King of Philadelphia: Ryan Howard

10 Jul

As stated previously, Ryan Howard was set to participate in the Home Run Derby tonight… and he just became the second Phillie in a row (Bobby Abreu won it in 2005) to win the damn thing, besting New York Met David Wright in the finals. He had several magestic home runs, a few traveling over 450 feet out of the ballpark and into the river. He also pelted the ESPN broadcast tent with several dingers, getting as close as 8 feet or so to hitting the booth. It was a tremendous night for Ryan and his family, and far more exciting than the All-Star game will be. Great job Ryan, and carry it into the 2nd half of the season.

Does this count as a win over the Mets?


2 Responses to “King of Philadelphia: Ryan Howard”

  1. asoc July 12, 2006 at 12:14 pm #

    Nice to see one of the young guns win this thing, maybe he’ll even be able to defend his crown next year. That’s part of the problem with this thing though; how could Abreu not be around to defend his title from last year!? Also the fact that the derby lasted as long as the all-star game itself is not a good thing. I’ve got some interesting ideas on how to spruce this event up on my blog: .

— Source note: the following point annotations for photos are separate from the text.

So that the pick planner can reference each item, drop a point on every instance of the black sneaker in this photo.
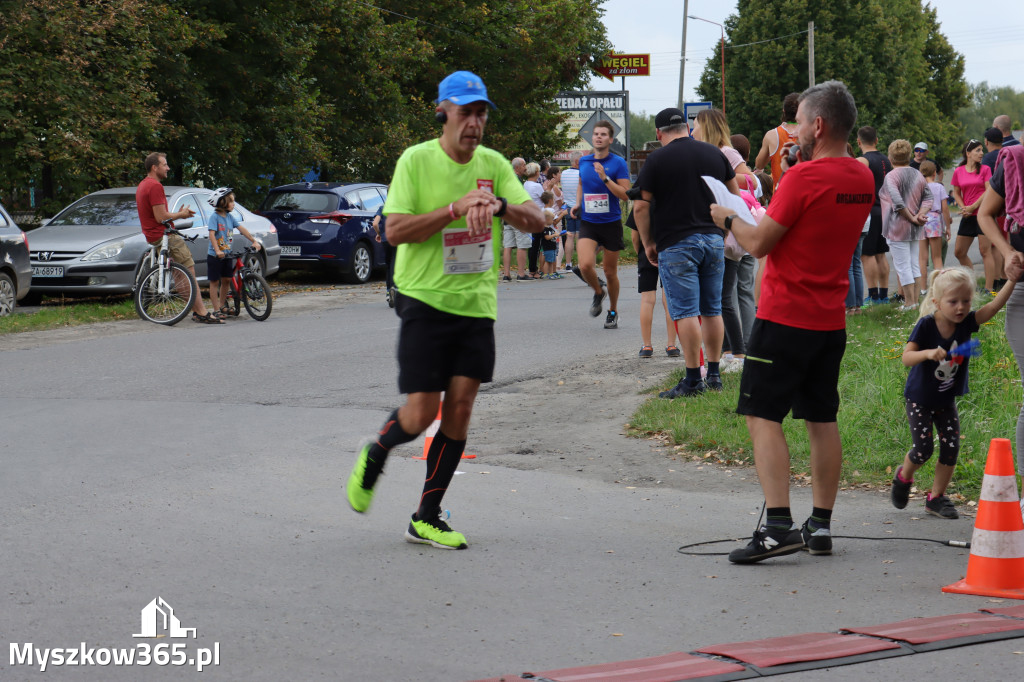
(941, 507)
(595, 306)
(768, 543)
(818, 542)
(900, 492)
(684, 389)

  1. I’ve Made a Huge Tiny Mistake » Ryan Howard Hits ‘Em To All Fields - August 18, 2006

    […] He certainly does. He’s already been crowned the King of Philadelphia and he’s just damn good, but the way he hits the big shots is so unique because of how he sprays them everywhere in the stands. Check out the the spray chat below, from Hit Tracker Online, which shows where all of his homers landed. He obviously hits more than half of his homers to left and left-center, but that is likely to change some next year. He’s already started pulling some for moon shots. And when I say moon shots, I mean it. He averages almost 405 feet of ‘true distance’ on each slam, and hit the longest homer in all of baseball this year when he slammed it over the batter’s eye in Philadelphia. That one went 491 feet in ‘true distance’. Simply sick if you think about it. Even sicker when one recounts how quick the ball actually traveled those 491 feet. […]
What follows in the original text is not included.